Star Trek: Sans Limites commence par deux très belles idées de scénario : de retour chez Starfleet après une énième pérégrination interstellaire, James Kirk avoue à ses supérieurs qu’il est blasé de récurer sans fin le wild space, au point de penser à raccrocher la tunique de capitaine pour se mêler de bureaucratie tranquille. C’est en creux la problématique de tout troisième épisode : comment injecter une sensation d’ivresse et d’euphorie à un spectacle déjà vu deux fois, alors même que le coeur n’y est plus vraiment, que la motivation et la fougue du revival ne sont plus qu’un lointain souvenir ?

Mais l’angoisse est peut-être plus profonde : dans quelques jours, Kirk aura en effet le même âge que son père, naguère capitaine lui aussi. Impossible d’oublier l’ouverture magnifique du reboot de la saga, durant laquelle ce grand inconnu héroïque sacrifiait sa vie aux commandes de son vaisseau pour permettre à son fils de pousser son premier cri d’orphelin. Entretemps, le rejeton s’est hissé à la hauteur de la légende, et risque bientôt de la dépasser : mais quel goût peut avoir l’aventure s’il ne s’agit plus de se mesurer aux pères ?

On le voit, l’entrée en matière de ce nouvel épisode s’accorde idéalement avec le calendrier existentiel de JJ Abrams qui, après avoir remaké ET (Super 8) et rafraichi Star Wars (Le Réveil de la Force), avec un succès aussi irrésistible qu’attendu, se retrouve au pied du mur : est-il un vrai cinéaste ? n’est-t-il qu’un enlumineur  ? Pour l’heure, la réponse se fait attendre : aucun projet original prévu pour le grand restaurateur de l’esprit Amblin et Lucasfilm, trop occupé au chapeautage à courte distance de franchises fantastiques à l’imaginaire déjà bien campé (à Star Wars et Star Trek, on peut ajouter Cloverfield et une tripotée de séries).

Confié à Justin Lin, Star Trek : Sans Limites est donc surtout l’occasion de mesurer la sphère d’influence du bienveillant mogul, qui s’était emparé de cette saga bavarde et protocolaire pour l’adapter de force aux impératifs de l’entertainment moderne (vélocité, horizontalité, légèreté).

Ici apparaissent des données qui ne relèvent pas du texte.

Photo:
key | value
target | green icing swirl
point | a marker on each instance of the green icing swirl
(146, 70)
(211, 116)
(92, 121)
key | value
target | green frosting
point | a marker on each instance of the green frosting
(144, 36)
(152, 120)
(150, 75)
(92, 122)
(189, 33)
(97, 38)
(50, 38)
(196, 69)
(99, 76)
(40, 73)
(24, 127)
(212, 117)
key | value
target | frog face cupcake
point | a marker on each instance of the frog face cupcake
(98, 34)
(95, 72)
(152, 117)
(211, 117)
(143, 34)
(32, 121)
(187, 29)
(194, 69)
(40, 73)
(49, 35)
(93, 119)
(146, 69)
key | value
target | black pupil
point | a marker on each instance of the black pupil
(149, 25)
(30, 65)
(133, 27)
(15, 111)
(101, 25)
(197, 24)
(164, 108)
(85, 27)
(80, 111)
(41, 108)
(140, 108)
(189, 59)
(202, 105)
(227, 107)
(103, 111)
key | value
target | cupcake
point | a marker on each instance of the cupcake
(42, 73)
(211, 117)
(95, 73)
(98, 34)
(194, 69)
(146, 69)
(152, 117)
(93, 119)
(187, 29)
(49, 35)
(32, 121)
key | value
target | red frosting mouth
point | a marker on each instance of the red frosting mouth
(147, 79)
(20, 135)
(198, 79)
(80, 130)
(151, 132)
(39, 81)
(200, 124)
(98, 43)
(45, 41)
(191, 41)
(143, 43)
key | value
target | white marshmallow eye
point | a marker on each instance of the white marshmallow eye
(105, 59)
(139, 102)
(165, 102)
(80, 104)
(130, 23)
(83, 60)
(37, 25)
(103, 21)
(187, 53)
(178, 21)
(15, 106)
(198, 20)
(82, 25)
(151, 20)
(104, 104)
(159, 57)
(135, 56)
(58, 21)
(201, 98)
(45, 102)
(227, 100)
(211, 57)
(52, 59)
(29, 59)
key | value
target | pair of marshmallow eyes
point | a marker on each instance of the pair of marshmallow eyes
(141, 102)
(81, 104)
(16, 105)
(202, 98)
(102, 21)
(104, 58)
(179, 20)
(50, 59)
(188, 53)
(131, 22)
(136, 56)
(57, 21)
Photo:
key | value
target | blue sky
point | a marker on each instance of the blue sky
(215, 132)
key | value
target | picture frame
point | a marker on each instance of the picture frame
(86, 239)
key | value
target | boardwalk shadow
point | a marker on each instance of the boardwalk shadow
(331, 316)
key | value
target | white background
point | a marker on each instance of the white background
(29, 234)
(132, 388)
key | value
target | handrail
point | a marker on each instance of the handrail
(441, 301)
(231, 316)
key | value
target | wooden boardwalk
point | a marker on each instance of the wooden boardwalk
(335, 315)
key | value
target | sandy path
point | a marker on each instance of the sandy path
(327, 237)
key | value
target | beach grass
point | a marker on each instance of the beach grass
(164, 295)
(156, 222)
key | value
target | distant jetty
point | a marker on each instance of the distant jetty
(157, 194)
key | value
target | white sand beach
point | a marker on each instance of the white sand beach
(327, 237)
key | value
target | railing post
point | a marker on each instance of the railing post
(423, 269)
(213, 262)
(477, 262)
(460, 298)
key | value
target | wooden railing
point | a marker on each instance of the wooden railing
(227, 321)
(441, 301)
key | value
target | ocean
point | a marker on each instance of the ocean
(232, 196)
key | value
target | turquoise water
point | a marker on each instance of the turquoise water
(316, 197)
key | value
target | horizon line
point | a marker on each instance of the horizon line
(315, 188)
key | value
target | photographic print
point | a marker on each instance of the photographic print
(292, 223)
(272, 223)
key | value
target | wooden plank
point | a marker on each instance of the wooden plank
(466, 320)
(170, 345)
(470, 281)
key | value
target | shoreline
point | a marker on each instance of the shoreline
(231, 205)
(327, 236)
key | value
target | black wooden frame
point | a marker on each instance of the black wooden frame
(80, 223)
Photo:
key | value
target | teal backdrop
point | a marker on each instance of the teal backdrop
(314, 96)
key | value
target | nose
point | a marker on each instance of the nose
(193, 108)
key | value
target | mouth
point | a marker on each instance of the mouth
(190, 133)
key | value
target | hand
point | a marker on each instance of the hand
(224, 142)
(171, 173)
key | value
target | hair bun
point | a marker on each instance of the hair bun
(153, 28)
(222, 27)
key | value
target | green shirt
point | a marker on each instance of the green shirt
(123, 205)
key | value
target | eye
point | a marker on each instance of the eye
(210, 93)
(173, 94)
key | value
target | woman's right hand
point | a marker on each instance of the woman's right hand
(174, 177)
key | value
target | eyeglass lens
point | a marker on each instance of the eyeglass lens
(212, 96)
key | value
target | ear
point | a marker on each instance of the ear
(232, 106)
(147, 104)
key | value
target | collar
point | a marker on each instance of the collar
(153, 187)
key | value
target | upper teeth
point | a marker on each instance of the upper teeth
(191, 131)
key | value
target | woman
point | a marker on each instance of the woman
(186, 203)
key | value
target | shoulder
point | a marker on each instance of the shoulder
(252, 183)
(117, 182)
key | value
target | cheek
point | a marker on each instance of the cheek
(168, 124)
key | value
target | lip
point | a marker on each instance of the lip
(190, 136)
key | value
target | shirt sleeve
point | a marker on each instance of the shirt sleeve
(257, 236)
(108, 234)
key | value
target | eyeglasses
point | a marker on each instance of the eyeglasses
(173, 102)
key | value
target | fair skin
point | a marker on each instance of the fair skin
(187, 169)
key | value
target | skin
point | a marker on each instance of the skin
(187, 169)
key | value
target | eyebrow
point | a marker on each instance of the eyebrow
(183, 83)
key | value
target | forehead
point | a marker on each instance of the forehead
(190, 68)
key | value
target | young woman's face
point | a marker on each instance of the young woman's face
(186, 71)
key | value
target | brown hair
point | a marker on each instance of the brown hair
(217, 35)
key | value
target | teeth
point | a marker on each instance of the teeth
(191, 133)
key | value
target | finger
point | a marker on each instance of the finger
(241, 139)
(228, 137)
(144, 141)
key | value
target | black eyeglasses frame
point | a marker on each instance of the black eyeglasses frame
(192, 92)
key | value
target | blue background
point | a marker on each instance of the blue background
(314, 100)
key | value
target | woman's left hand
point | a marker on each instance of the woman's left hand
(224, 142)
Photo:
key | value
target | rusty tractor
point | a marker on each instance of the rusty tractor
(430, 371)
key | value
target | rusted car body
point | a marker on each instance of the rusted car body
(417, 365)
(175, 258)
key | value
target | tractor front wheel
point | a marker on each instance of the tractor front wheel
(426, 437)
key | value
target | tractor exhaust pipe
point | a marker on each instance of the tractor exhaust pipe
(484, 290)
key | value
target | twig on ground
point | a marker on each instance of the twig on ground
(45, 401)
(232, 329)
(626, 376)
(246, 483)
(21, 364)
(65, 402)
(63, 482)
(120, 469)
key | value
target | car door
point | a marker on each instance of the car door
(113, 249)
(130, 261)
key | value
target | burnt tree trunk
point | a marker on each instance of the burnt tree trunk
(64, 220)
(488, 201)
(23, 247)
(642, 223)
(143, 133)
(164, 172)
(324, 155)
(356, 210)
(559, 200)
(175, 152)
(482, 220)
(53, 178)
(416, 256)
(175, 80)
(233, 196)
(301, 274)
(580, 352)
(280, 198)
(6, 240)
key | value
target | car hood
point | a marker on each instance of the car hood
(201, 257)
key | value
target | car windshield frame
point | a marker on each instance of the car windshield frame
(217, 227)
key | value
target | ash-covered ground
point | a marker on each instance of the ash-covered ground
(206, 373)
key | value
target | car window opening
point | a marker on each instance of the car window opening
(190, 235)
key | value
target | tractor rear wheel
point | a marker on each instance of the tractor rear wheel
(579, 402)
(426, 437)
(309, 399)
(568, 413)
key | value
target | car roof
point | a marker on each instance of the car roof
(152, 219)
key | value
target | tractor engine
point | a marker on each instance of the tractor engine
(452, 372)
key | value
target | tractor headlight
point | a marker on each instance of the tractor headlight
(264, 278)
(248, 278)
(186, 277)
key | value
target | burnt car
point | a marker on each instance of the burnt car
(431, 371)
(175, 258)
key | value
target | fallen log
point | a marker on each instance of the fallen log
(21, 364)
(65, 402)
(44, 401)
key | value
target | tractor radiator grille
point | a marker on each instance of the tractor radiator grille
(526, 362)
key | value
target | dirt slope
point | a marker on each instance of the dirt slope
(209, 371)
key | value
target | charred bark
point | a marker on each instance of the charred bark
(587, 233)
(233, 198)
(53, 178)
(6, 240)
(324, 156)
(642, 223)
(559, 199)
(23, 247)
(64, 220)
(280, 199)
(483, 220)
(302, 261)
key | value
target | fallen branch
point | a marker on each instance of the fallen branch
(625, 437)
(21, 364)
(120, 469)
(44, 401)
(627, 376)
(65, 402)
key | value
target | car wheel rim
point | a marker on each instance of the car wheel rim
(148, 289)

De ce point de vue, le film est plutôt une réussite, un summer blockbuster sans prise de risque ni accroc, comme rassuré de faire courir son aventure sur les terrains balisés par les précédents. Le récit hypothèquera d’ailleurs très vite sa problématique réflexive, toute la seconde partie s’employant à l’illustration plate et nerveuse d’une basique rescue mission, où il ne s’agit plus de se demander comment marcher sur les traces des glorieux aïeux mais juste de retrouver les membres de son équipe.

Rompu aux histoires d’amitiés viriles et de métal hurlant, le faiseur stakhanoviste de la série Fast and Furious ne se fait donc pas prier et allège rapidement le cargo méta-symbolique (on abandonnera même le mythique USS Enterprise, comme on couperait le cordon ombilical) pour mieux bricoler un modeste éloge du team work et de la fraternité entre les espèces. Rien de désagréable, rien qui ne soit oublié dans la minute non plus. Libéré de tout impératif de grandeur et d’innovation, la saga rentre donc dans le rang en tentant de sauvegarder comme elle peut la vista des débuts (le sympathique finale sur les Beastie Boys), avec la certitude tranquille de repartir quoi qu’il en soit vers l’infini du grand spectacle, non plus pour briller d’un nouvel éclat mais simplement pour faire proprement le boulot.

1 commentaire

  1. Vous êtes un peu a la ramasse sur cette critique si je peux me permettre. Je trouve ça assez surprenant que Chronicart ne parle pas du motif de la frontière qui revient tout le temps dans le film avec Kirk qui carrément construit la frontière avec sa moto. Le vaisseau retrouvé et réanimé par l’équipe qui, comme par hasard, porte le nom du père de Justin Lin, motif que les films sur l’Amérique travaille souvent. La chanson des Beastie Boys utilisé comme métaphore de la domination culturelle américaine qui élimine l’ennemie. Bref, vous passez un peu à coté d’un film qui parle plutôt bien du mythe américain pour vous concentrez sur la question de savoir si Abrams (qui fait a peine partie du projet) est un auteur ou un escroc. Question qui, au vu du dernier Star Wars et de Into Darkness, ne devrait plus faire de doute. Escroc.